Sociologist Seymour Martin Lipset of Stanford’s Hoover Institution thinks the “destabilization of belief systems” wrought by the Viet Nam War helped propel the sexual revolution along. The end of the war and the onset of a recession, he says, brought “a movement back to more stability” and a turn away from far-out sex in the mid-’70s. British Journalist Henry Fairlie, an astute observer of the American scene, thinks the tinkering with personal life-styles that characterized the ’60s and early ’70s inevitably bred distaste for further social change. “Endless questioning of all aspects of life from food, dress, dropping out, child rearing and commune living led to mere exhaustion,” he says. “There simply was no energy left. People found it an isolating and cutoff way to live.” Yankelovich too thinks the turn away from sexual adventuring is a byproduct of other change. It is, he says, “only one part of a larger phenomenon of society going through a sober, responsible phase.”

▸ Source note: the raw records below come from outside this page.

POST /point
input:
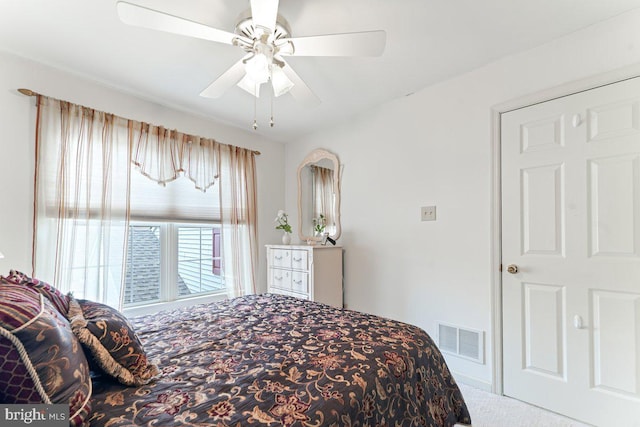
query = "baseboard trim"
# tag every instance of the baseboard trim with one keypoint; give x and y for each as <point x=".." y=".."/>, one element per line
<point x="473" y="382"/>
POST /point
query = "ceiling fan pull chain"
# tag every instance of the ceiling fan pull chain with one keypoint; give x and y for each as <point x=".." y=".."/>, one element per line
<point x="271" y="122"/>
<point x="255" y="110"/>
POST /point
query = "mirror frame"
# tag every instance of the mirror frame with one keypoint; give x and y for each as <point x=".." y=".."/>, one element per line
<point x="314" y="157"/>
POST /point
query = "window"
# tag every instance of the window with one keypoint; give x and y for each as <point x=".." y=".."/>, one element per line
<point x="168" y="261"/>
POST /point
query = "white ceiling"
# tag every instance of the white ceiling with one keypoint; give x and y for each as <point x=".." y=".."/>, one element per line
<point x="427" y="41"/>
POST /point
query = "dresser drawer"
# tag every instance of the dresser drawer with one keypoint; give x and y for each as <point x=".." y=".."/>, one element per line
<point x="300" y="282"/>
<point x="300" y="260"/>
<point x="280" y="279"/>
<point x="280" y="258"/>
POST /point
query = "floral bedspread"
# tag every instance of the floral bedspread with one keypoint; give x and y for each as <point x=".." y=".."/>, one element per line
<point x="271" y="360"/>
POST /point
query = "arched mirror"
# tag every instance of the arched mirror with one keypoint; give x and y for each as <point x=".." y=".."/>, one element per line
<point x="319" y="196"/>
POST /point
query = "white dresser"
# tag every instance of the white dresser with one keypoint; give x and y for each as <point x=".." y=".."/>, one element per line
<point x="309" y="272"/>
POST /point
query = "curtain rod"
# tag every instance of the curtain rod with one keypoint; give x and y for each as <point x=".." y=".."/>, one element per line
<point x="29" y="92"/>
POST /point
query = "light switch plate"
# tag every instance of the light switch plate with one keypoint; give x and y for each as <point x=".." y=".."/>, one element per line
<point x="428" y="213"/>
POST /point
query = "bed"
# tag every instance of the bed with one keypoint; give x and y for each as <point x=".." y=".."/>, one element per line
<point x="259" y="360"/>
<point x="277" y="360"/>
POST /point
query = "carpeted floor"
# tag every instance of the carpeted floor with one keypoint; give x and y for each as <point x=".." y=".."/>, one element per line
<point x="491" y="410"/>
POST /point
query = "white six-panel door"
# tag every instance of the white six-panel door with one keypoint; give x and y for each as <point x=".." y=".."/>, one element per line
<point x="571" y="227"/>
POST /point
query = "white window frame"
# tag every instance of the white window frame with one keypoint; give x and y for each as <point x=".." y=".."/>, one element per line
<point x="169" y="298"/>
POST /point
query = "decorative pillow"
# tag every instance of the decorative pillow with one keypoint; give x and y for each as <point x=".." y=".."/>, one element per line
<point x="57" y="298"/>
<point x="41" y="360"/>
<point x="112" y="341"/>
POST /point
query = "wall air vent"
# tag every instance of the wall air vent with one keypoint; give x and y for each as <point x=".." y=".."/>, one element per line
<point x="465" y="343"/>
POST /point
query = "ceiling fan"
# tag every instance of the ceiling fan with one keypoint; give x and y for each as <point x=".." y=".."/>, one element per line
<point x="266" y="38"/>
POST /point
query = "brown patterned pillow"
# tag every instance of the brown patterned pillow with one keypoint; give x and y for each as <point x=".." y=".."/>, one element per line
<point x="57" y="298"/>
<point x="112" y="341"/>
<point x="41" y="360"/>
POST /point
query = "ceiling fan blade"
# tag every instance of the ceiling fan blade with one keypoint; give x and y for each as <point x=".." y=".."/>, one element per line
<point x="366" y="43"/>
<point x="229" y="78"/>
<point x="300" y="91"/>
<point x="140" y="16"/>
<point x="264" y="14"/>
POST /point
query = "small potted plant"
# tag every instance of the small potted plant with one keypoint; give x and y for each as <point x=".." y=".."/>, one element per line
<point x="283" y="224"/>
<point x="319" y="224"/>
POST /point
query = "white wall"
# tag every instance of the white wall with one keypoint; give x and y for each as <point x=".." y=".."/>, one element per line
<point x="435" y="148"/>
<point x="17" y="125"/>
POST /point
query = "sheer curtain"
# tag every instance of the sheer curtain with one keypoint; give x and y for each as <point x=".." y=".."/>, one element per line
<point x="238" y="202"/>
<point x="84" y="164"/>
<point x="81" y="200"/>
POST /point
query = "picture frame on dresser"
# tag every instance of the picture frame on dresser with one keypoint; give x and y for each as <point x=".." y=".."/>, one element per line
<point x="311" y="272"/>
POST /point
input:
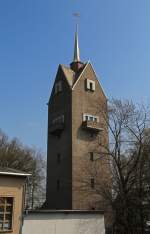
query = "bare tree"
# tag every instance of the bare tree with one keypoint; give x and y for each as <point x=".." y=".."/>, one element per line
<point x="14" y="155"/>
<point x="126" y="187"/>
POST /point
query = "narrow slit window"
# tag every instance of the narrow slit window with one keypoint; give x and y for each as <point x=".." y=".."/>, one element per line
<point x="58" y="158"/>
<point x="91" y="156"/>
<point x="92" y="183"/>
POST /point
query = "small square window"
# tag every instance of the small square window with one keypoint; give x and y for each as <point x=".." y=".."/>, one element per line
<point x="90" y="85"/>
<point x="58" y="87"/>
<point x="58" y="185"/>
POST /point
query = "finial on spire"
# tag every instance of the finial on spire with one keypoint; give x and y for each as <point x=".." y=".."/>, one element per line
<point x="76" y="57"/>
<point x="76" y="64"/>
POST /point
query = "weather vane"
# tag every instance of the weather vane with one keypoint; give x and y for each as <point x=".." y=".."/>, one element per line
<point x="77" y="16"/>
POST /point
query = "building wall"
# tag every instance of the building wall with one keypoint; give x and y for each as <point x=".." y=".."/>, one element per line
<point x="63" y="223"/>
<point x="75" y="144"/>
<point x="13" y="187"/>
<point x="60" y="104"/>
<point x="83" y="169"/>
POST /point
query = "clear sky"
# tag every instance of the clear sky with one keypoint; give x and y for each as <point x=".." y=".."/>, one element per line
<point x="37" y="35"/>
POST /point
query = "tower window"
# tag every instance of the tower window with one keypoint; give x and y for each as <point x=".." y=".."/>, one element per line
<point x="6" y="209"/>
<point x="58" y="158"/>
<point x="58" y="87"/>
<point x="59" y="119"/>
<point x="92" y="156"/>
<point x="92" y="183"/>
<point x="90" y="85"/>
<point x="58" y="185"/>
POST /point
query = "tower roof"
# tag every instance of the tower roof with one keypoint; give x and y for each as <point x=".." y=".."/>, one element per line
<point x="76" y="57"/>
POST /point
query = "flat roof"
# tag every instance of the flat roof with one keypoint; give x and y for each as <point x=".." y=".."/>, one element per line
<point x="44" y="211"/>
<point x="12" y="172"/>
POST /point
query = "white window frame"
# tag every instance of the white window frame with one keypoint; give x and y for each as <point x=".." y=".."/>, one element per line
<point x="59" y="119"/>
<point x="58" y="87"/>
<point x="89" y="83"/>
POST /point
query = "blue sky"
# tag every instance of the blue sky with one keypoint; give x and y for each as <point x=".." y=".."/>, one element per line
<point x="37" y="35"/>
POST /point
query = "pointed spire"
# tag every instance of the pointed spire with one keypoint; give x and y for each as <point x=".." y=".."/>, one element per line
<point x="76" y="57"/>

An uncertain economy may also have helped quiet the sexual scene. Though no one can demonstrate a cause-and-effect relationship, sexual caution and money troubles seem to go hand in hand, in the ’30s as in the ’80s. A common saying among sex therapists is “sex goes up with the stock market.” The free spirits of the ’60s are the busy careerists of the ’80s, hustling for a dollar in a competitive job market. “The students you talk to want to do well,” says retired Harvard Sociologist David Riesman. “They want to do more than pass their courses, and they want more than a job. They want a career. Sex and drugs are distractions, things that are no longer new and exciting.” Robert McGinley, of Buena Park, Calif, head of the North American Swing Club Association, believes the economy is probably the major factor in the recent decline of swinging, a euphemism for mate swapping and group sex. Attendance at swing parties, he says, dropped 15% to 30% in early 1983, and attendance at Plato’s Retreat, a Manhattan sex parlor, was down 40% in the same period.
According to Sociologist William Simon, “The affluence of the ’50s, ’60s and ’70s gave us courage to experiment with our lives. With the present economy, there is a sense of cautiousness. There is more commitment to careers and coupling because we are hedging our bets for social and economic security. We think, ‘How can I financially and emotionally budget my energies?’ and the career is winning out over thoughts of sex.”

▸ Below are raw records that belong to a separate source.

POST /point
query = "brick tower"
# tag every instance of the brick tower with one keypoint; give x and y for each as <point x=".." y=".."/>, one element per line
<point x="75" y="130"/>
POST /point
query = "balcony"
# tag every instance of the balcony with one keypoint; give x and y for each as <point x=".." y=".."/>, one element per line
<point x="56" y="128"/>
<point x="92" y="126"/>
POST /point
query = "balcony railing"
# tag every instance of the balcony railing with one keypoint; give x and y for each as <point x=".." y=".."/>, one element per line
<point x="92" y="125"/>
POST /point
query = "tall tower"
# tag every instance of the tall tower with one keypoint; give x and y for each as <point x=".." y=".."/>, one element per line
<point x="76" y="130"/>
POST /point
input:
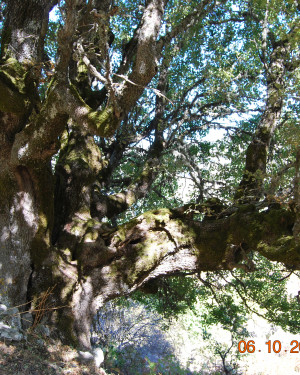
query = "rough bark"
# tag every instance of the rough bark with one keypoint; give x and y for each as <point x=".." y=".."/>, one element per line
<point x="51" y="234"/>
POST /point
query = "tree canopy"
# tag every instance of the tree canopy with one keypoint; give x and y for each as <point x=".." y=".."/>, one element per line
<point x="107" y="113"/>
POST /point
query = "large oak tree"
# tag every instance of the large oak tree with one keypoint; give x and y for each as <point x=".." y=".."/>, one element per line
<point x="110" y="94"/>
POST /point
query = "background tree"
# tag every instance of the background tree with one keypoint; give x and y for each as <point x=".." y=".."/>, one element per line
<point x="120" y="98"/>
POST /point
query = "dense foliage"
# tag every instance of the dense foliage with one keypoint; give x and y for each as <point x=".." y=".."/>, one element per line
<point x="183" y="112"/>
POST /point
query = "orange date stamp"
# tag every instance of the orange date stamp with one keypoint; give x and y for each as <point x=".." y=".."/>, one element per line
<point x="273" y="346"/>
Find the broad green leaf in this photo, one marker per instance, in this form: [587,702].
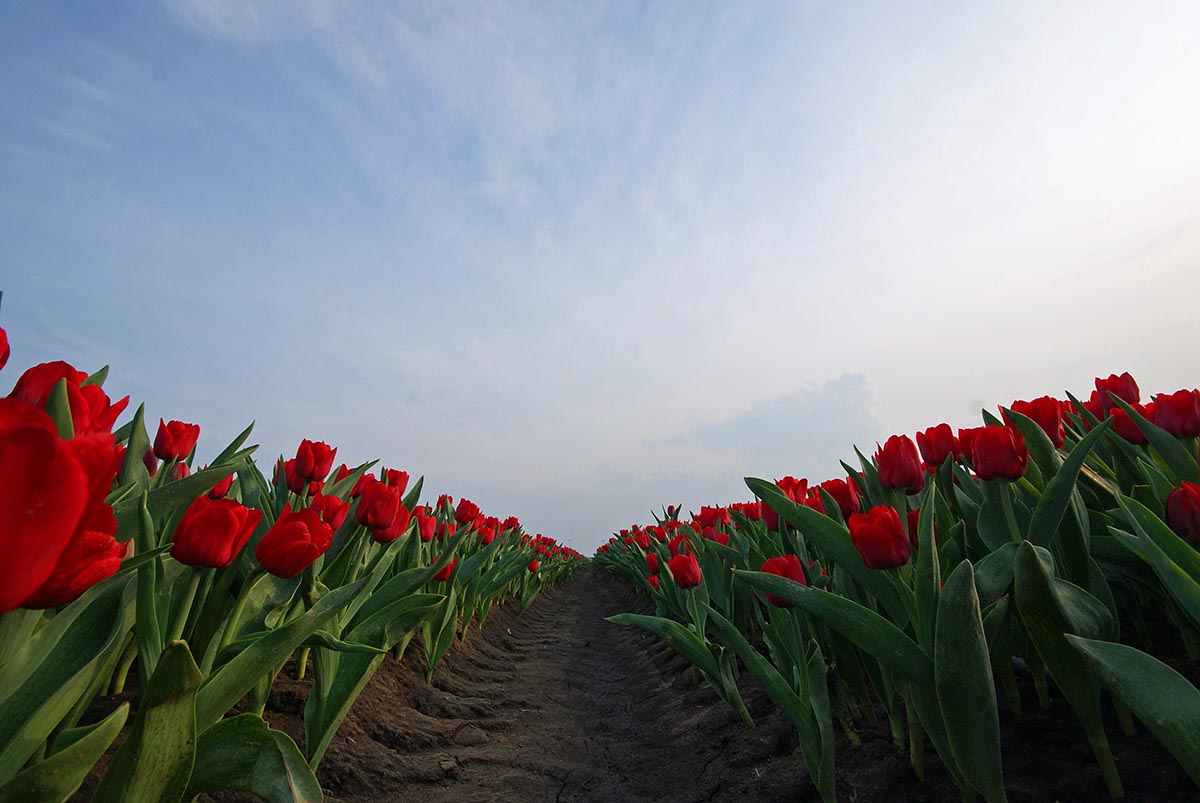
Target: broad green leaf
[222,689]
[966,691]
[1158,695]
[244,754]
[155,761]
[57,778]
[875,635]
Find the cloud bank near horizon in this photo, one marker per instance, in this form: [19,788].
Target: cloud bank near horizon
[579,262]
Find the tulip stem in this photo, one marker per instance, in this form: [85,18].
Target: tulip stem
[185,605]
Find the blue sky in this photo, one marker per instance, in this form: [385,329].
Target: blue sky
[577,261]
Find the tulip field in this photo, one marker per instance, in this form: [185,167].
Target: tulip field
[129,567]
[1049,553]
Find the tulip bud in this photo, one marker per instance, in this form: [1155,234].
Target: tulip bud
[1122,387]
[787,565]
[447,570]
[378,504]
[297,539]
[1179,413]
[936,444]
[999,454]
[315,460]
[899,465]
[213,532]
[175,439]
[1047,413]
[1183,511]
[685,570]
[880,538]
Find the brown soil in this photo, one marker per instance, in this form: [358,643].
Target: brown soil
[559,705]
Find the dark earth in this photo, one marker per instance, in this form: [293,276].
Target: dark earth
[559,705]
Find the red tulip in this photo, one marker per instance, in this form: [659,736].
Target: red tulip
[397,527]
[685,570]
[52,495]
[378,504]
[999,454]
[175,439]
[787,565]
[213,532]
[298,538]
[396,479]
[1125,426]
[333,510]
[1183,511]
[1122,387]
[899,465]
[315,460]
[880,537]
[1047,413]
[466,511]
[426,525]
[936,443]
[447,570]
[1179,413]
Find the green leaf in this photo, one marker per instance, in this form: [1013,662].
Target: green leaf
[819,750]
[243,754]
[57,778]
[1158,695]
[227,685]
[875,635]
[966,691]
[832,539]
[155,761]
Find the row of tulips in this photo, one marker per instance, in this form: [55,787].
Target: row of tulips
[1053,538]
[120,553]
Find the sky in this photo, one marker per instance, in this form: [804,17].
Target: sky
[581,261]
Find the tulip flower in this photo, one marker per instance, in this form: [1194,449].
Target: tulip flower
[936,444]
[315,460]
[397,527]
[378,504]
[1122,387]
[175,439]
[52,492]
[466,513]
[685,570]
[298,538]
[1183,511]
[787,565]
[1125,426]
[899,465]
[333,510]
[880,537]
[1047,413]
[213,532]
[396,479]
[1179,413]
[447,570]
[426,525]
[999,454]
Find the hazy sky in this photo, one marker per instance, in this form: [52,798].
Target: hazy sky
[577,261]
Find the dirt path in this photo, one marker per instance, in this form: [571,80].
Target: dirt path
[555,705]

Another important but unwelcome accelerator of the conservative trend is herpes. Since the late ’70s, when it was often misdiagnosed as psoriasis, genital herpes has emerged as a major sexually transmitted ailment. Some 10 million to 20 million Americans have genital herpes, and an estimated 200,000 to 500,000 new cases appear each year. The one-night stand is now so risky that a couple interested in casual sex must get to know each other well enough to pop the herpes question—and believe the answer. Many sexologists think herpes is the chief reason for the new conservatism. Others consider it more of a symbol or the capping of a trend that began before herpes came to full public attention. Says California Sexologist Harvey Caplan: “In a funny sort of way, some people are actually relieved by the threat of herpes. It’s a good excuse for them to give up a life-style that had become unsatisfying.” Yankelovich thinks the rise of herpes has revived feelings of guilt and the idea of disease as a form of moral punishment for promiscuity. Beneath the veneer of liberation, he says, “we have a residual guilt, and the idea that promiscuity breeds disease falls on prepared ears.”

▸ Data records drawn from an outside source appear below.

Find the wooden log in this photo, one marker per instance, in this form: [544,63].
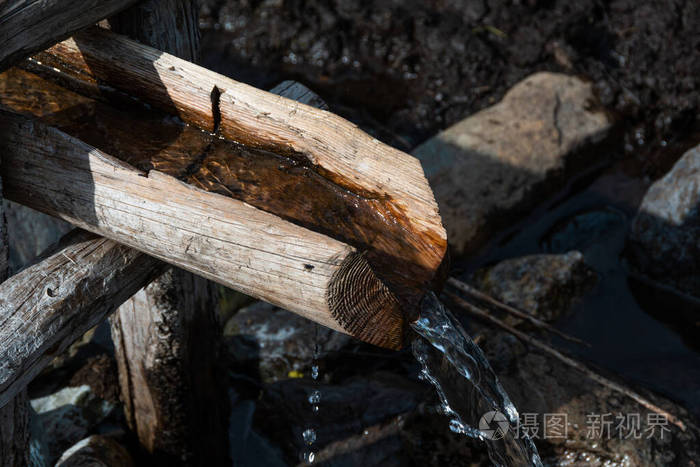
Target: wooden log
[28,26]
[167,343]
[14,415]
[412,244]
[14,431]
[384,260]
[217,237]
[48,305]
[168,337]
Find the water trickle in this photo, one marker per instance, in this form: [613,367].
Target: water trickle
[467,387]
[309,435]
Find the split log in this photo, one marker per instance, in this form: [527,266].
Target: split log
[28,26]
[47,306]
[412,243]
[167,337]
[354,262]
[14,416]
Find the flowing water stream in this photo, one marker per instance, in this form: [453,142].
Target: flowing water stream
[469,391]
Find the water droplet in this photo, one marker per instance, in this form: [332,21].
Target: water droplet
[315,397]
[309,436]
[456,426]
[309,457]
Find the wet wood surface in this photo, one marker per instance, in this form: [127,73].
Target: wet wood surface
[397,257]
[168,338]
[14,412]
[28,26]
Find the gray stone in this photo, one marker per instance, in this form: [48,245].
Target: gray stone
[96,451]
[69,415]
[538,385]
[665,237]
[544,285]
[280,343]
[30,232]
[493,165]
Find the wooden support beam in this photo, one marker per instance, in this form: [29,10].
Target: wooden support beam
[390,180]
[168,337]
[14,415]
[378,259]
[28,26]
[47,306]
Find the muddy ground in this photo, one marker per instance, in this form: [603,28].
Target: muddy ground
[405,69]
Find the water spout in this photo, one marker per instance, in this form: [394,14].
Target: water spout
[467,386]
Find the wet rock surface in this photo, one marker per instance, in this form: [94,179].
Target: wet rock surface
[96,451]
[602,427]
[664,242]
[496,164]
[545,286]
[277,344]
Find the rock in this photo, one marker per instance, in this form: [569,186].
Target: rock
[278,343]
[664,242]
[539,385]
[497,163]
[29,233]
[96,451]
[69,415]
[544,285]
[246,446]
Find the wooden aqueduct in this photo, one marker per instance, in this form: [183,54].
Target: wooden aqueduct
[107,122]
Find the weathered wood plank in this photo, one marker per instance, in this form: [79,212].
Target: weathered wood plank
[337,150]
[211,235]
[14,416]
[168,337]
[28,26]
[48,305]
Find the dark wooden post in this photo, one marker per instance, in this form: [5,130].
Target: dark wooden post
[167,337]
[14,416]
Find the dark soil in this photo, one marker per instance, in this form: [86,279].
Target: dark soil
[404,69]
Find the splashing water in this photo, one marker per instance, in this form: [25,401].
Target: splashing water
[469,391]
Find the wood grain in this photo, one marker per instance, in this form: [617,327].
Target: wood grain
[28,26]
[390,180]
[47,306]
[208,234]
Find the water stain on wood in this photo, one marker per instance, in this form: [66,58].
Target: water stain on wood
[287,186]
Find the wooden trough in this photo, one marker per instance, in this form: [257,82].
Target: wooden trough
[277,199]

Age is another contributor to revisionism. As many of the baby-boomers begin to hit their middle years, they are following the normal course of settling down, devoting more energy to their work and in general becoming more conservative. Caroline Stewart, 34, a Philadelphia journalist, managed to juggle both the new morality and the old during the ’70s. As she grew up in Pittsburgh, her father blinked the message “Stay a virgin at all costs.” She headed to Washington and became a grudging conscript in the sexual revolution. After her first romance broke up, she recalls, “I was wild, for me. Many people had a great smorgasbord of relationships. You had them without giving thought to what you needed instead of what you wanted.”
Like some other female veterans of the revolution, Stewart thinks she was tricked into playing the male’s game of easy sex. “Men compartmentalize their feelings. They can be casual about their sex lives,” she says. “For women it’s more of a bonding experience. Men use intimacy to get sex. Women use sex to get intimacy.” She thinks men are so cavalier that the only sensible female strategy is the one her mother recommended: “Keep mysterious, play hard to get and never give in.”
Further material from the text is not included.